I'm attempting to read the following JSON file ("my_file.json") into R, which contains the following:
[{"id":"484","comment":"They call me "Bruce""}]
using the jsonlite package (0.9.12), the following fails:
library(jsonlite)
fromJSON(readLines('~/my_file.json'))
receiving an error:
"Error in parseJSON(txt) : lexical error: invalid char in json text.
84","comment":"They call me "Bruce""}]
(right here) ------^"
Here is the output from R escaping of the file:
readLines('~/my_file.json')
"[{\"id\":\"484\",\"comment\":\"They call me \"Bruce\"\"}]"
Removing the quotes around "Bruce" solves the problem, as in:
my_file.json
[{"id":"484","comment":"They call me Bruce"}]
But what is the issue with the escapement?

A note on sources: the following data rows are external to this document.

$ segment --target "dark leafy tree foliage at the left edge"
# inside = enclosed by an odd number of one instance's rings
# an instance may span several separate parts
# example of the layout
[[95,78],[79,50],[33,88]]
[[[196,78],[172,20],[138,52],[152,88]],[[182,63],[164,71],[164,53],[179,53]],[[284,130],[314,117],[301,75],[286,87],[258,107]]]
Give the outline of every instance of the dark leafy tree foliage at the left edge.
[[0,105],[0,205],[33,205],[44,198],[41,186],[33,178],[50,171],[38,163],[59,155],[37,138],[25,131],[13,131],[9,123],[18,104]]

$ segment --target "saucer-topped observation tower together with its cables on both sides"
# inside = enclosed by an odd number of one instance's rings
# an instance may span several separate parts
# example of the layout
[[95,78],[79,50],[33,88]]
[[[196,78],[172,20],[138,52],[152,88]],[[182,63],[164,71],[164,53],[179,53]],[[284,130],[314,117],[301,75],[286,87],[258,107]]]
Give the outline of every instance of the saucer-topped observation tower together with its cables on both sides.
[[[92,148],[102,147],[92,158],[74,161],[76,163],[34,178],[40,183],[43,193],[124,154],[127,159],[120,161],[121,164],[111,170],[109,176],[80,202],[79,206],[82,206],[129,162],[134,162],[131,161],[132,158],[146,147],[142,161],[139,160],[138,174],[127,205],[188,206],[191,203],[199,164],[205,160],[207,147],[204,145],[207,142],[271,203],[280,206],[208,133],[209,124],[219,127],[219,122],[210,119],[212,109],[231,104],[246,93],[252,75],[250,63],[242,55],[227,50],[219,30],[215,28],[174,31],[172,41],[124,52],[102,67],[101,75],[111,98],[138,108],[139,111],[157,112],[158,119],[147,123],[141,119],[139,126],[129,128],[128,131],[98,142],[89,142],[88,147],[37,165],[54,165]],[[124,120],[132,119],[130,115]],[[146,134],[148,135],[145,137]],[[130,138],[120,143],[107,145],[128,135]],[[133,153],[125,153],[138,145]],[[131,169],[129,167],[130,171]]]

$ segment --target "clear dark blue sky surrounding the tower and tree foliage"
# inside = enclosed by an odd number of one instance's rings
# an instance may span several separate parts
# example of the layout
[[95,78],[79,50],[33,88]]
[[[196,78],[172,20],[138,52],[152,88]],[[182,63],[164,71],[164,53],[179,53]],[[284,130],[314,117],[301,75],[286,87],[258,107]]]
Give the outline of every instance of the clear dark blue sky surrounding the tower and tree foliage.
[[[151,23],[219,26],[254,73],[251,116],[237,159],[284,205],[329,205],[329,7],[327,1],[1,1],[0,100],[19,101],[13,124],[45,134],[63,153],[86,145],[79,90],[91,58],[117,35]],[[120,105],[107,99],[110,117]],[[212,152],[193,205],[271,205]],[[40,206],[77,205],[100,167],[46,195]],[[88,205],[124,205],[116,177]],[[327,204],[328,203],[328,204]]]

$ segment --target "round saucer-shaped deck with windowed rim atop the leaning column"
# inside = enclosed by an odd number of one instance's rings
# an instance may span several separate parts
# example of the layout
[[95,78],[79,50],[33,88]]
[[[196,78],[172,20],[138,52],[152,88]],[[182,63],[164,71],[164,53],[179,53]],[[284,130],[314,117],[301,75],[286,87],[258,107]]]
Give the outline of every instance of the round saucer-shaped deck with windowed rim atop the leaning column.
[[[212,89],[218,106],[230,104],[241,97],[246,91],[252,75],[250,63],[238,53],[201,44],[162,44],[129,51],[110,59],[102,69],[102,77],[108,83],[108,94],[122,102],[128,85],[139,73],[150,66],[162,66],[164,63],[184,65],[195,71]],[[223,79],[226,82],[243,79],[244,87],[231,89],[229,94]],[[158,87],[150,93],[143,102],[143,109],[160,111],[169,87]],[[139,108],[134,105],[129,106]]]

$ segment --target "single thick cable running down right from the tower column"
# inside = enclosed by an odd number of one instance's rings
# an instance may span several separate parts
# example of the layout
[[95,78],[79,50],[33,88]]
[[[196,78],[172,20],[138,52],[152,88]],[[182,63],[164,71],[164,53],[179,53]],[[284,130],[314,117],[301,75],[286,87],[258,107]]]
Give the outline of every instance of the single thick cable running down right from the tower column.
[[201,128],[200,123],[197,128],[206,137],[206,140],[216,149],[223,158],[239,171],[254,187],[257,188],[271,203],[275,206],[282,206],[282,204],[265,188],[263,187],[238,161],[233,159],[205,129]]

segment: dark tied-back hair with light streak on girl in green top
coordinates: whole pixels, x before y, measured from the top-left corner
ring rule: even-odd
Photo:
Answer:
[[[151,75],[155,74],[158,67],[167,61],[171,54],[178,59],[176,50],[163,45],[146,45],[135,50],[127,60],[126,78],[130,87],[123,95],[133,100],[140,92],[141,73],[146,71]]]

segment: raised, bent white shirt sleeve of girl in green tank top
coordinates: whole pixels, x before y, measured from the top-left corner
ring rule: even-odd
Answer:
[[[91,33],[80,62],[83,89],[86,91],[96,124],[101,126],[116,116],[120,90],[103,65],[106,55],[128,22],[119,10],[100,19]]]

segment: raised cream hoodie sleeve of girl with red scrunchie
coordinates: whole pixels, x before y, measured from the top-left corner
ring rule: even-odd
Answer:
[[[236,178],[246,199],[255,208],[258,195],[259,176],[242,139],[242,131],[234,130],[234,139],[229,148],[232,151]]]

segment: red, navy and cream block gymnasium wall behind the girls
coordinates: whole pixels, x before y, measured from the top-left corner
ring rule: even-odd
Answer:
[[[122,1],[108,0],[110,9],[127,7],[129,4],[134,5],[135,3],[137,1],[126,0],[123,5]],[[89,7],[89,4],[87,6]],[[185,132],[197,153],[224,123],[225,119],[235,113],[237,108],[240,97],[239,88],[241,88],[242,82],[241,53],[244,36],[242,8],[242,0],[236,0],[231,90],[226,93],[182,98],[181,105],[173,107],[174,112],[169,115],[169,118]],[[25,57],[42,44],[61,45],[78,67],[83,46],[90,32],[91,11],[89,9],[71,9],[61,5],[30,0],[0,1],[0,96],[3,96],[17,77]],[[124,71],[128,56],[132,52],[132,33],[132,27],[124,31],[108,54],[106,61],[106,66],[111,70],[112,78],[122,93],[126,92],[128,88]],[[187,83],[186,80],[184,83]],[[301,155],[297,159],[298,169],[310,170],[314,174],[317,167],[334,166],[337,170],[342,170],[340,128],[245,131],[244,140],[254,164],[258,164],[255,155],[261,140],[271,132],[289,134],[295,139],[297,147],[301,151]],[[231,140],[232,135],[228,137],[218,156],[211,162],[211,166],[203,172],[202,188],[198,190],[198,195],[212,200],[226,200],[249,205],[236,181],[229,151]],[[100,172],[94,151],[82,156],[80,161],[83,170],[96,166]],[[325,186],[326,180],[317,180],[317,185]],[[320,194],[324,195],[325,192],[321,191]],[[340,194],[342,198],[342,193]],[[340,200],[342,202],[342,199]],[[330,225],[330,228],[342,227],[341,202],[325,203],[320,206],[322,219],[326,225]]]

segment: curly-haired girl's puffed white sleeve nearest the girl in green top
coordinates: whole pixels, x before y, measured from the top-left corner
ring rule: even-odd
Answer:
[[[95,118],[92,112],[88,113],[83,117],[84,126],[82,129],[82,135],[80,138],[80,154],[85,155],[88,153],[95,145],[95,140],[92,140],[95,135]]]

In R strings literals can be defined using single or double quotes.
e.g.
s1 <- 'hello'
s2 <- "world"
Of course, if you want to include double quotes inside a string literal defined using double quotes you need to escape (using backslash) the inner quotes, otherwise the R code parser won't be able to detect the end of the string correctly (the same holds for single quote).
e.g.
s1 <- "Hello, my name is \"John\""
If you print (using cat
¹) this string on the console, or you write this string on a file you will get the actual "face" of the string, not the R literal representation, that is :
> cat("Hello, my name is \"John\"")
Hello, my name is "John"
The json parser, reads the actual "face" of the string, so, in your case json reads :
[{"id":"484","comment":"They call me "Bruce""}]

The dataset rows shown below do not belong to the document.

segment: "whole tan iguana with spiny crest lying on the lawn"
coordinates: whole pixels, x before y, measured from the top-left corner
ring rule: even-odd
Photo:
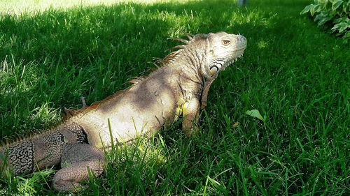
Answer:
[[[186,36],[188,40],[176,38],[184,44],[161,59],[160,68],[135,78],[127,89],[73,112],[44,133],[1,146],[0,167],[24,174],[60,165],[53,187],[76,190],[89,171],[102,174],[102,149],[111,146],[111,135],[118,143],[153,135],[180,115],[186,135],[193,134],[211,83],[243,55],[246,38],[225,32]]]

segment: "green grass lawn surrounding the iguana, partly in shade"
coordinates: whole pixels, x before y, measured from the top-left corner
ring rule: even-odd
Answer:
[[[76,195],[347,195],[350,47],[299,14],[309,3],[0,8],[1,137],[59,123],[81,96],[90,104],[124,89],[176,45],[169,37],[241,33],[244,57],[212,85],[199,135],[175,124],[119,146]],[[245,115],[253,109],[265,122]],[[56,195],[52,175],[6,176],[0,195]]]

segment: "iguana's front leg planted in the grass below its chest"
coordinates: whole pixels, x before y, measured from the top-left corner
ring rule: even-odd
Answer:
[[[197,129],[197,123],[200,113],[200,101],[197,98],[192,98],[183,104],[183,121],[182,130],[187,135],[192,135]]]

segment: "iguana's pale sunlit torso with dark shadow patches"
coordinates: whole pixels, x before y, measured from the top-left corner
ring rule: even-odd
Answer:
[[[179,68],[164,66],[123,92],[87,107],[69,121],[82,126],[89,144],[97,147],[102,147],[102,142],[104,146],[111,143],[108,119],[115,142],[152,135],[179,116],[185,101],[179,86]],[[197,85],[195,91],[200,88]]]

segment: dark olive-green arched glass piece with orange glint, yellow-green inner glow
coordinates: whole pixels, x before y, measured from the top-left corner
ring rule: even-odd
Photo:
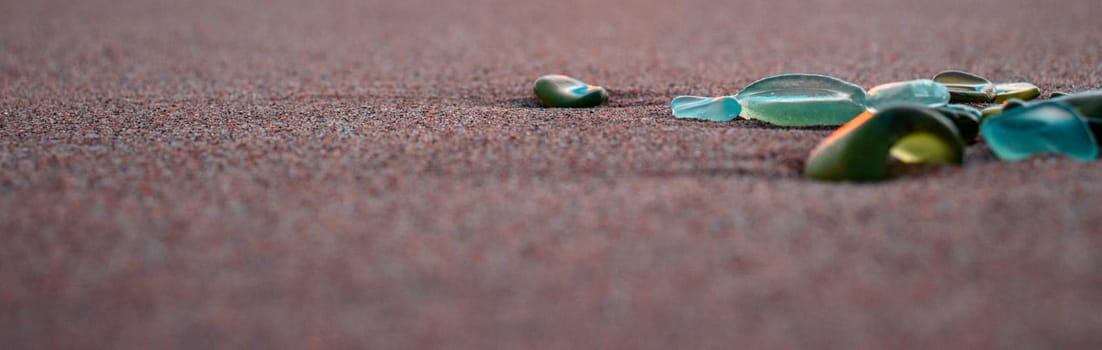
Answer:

not (the R literal representation) :
"[{\"id\":\"484\",\"comment\":\"They call me \"Bruce\"\"}]"
That being said, also the json parser needs double-quotes escaping when you have quotes inside strings.
Hence, your string should be modified in this way :
[{"id":"484","comment":"They call me \"Bruce\""}]
If you simply modify your file by adding the backslashes you will be perfectly able to read the json.
Note that the corresponding R literal representation of that string would be :
"[{\"id\":\"484\",\"comment\":\"They call me \\\"Bruce\\\"\"}]"
in fact, this works :
> fromJSON("[{\"id\":\"484\",\"comment\":\"They call me \\\"Bruce\\\"\"}]")
id comment
1 484 They call me "Bruce"
¹
the default R print
function (invoked also when you simply press ENTER on a value) returns the corresponding R string literal. If you want to print the actual string, you need to use print(quote=F,stringToPrint)
, or cat
function.
EDIT (on @EngrStudent comment on the possibility to automatize quotes escaping) :
Json parser cannot do quotes escaping automatically.
I mean, try to put yourself in the computer's shoes and image you should parse this (unescaped) string as json: { "foo1" : " : "foo2" : "foo3" }
I see at least three possible escaping giving a valid json:
{ "foo1" : " : \"foo2\" : \"foo3" }
{ "foo1\" : " : "foo2\" : \"foo3" }
{ "foo1\" : \" : \"foo2" : "foo3" }
As you can see from this small example, escaping is really necessary to avoid ambiguities.
Maybe, if the string you want to escape has a really particular structure where you can recognize (without uncertainty) the double-quotes needing to be escaped, you can create your own automatic escaping procedure, but you need to start from scratch, because there's nothing built-in.